Over the years I have seen many leaders delegate the design of their organization to HR partners instead of leading it themselves. Big mistake and here is why.

Leaders send very loud messages when they announce a new organizational structure. The first thing employees do is scrutinize the newly minted organizational chart to draw their own conclusions on the power shifts that have occurred via a change in the decision making process.

In his book Designing Organizations: An Executive Guide to Strategy, Structure, and Process, Jay Galbraith, one of the world’s leading experts in organizational design, states, “Organization design decisions significantly affect the executive’s unit. By choosing who decides and by designing the process influencing how things are decided, the executive shapes every decision made in the unit. The leaders become less of a decision maker and more of a decision shaper. Organization design decisions are the shapers of the organization’s decision-making process.”
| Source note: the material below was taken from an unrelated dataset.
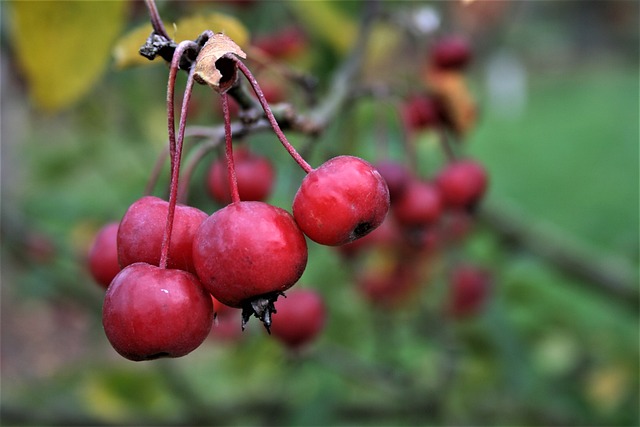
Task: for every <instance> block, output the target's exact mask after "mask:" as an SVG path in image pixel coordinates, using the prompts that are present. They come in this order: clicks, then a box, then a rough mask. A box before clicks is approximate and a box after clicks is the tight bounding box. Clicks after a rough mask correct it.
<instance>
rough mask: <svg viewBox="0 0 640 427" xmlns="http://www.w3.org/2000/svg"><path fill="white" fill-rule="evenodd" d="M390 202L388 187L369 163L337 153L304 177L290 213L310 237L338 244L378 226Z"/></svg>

The leader’s role in organization design is to trike the right balance between each element of an organization design. He/she must follow the organization design process carefully to arrive at the most effective structure to achieve business objectives. A structure must be derived from a company’s strategy and then designed to support it. The strategy is based on a number of strategic business objectives (SBOs) that identify the imperatives that need to be accomplished to successfully execute it. To accomplish these SBOs, the leaders of a company require: people with the right skills and mindset, reward systems that motivate the workforce, effective business processes that allow the sharing of information that will get the work done, and an organizational structure that establishes where the power to make decisions resides and facilitates how the work is conducted. Together, these define acceptable behaviour, drive performance, and shape the organizational culture.

And also keep in mind that organizational structures do not get things done, people do. It is ultimately people who are well rewarded for optimizing the right processes and sharing the right information who advance their company's strategy. This idea is reinforced by a fundamental Six Sigma concept I learned years ago: customers do not get their needs met by working with a company’s organizational chart, rather, they work through its systems and processes as managed and executed by its people.

Next time you are faced with an organization design, be sure to lead the process. Call on your HR business partner, or an internal organization design expert to work with you, but make sure you lead the process and understand the power shifts inherent in any new organizational structure and the message you will be sending the rest of the organization through your new organizational chart.